Non ridurre la sua figura a mascotte identitaria
San Francesco d’Assisi, i valori di una festa nazionale che non dobbiamo sprecare
Il 4 ottobre torna festa nazionale: san Francesco non deve diventare un santino ma un modello civile di dialogo, fraternità e solidarietà.
“Francesco, va’ e ripara la mia casa”. L’imperativo che il giovane di Assisi udì davanti al crocifisso di San Damiano è stato letto dai biografi come invito a restaurare la Chiesa, ferita e bisognosa di rinascita evangelica.
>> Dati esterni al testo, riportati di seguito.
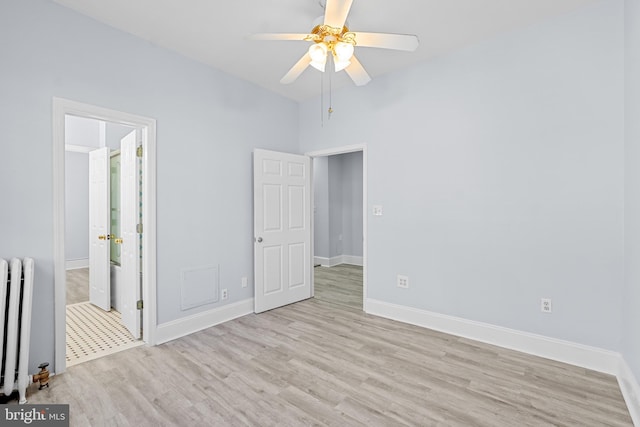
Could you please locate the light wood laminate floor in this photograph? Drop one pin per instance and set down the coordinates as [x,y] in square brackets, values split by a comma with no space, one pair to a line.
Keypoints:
[341,284]
[321,363]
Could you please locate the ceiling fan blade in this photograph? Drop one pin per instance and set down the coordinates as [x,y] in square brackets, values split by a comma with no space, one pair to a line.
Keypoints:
[336,11]
[357,72]
[277,36]
[296,70]
[407,42]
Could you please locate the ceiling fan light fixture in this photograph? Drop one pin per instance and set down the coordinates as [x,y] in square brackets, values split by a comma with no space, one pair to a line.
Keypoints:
[318,52]
[343,51]
[340,65]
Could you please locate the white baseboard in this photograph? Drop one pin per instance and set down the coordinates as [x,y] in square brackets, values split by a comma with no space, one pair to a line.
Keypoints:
[576,354]
[181,327]
[321,261]
[352,259]
[630,390]
[74,264]
[337,260]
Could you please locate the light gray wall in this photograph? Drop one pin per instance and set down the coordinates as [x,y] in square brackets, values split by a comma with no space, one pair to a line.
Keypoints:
[321,207]
[208,125]
[500,171]
[336,228]
[85,133]
[631,331]
[76,206]
[351,164]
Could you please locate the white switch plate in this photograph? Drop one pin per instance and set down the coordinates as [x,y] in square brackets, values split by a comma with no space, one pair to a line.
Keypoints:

Giotto, nei suoi affreschi, lega questa vocazione al sogno di papa Innocenzo III, dove un piccolo uomo sostiene il palazzo del Laterano in procinto di crollare. Un’esigenza riformatrice che oggi può tornare a interpellarci con forza, in chiave di attualizzazione non banale.
Nell’Italia segnata da polarizzazioni estreme e da conflitti verbali tossici, quel richiamo può diventare un appello civile: Francesco, ripara la casa Italia. Non è un caso se il presidente della Repubblica Sergio Mattarella ha più volte evocato la necessità di “ricostruttori” per un Paese esposto a crepe sociali, economiche e politiche nel mezzo di una crisi delle democrazie occidentali.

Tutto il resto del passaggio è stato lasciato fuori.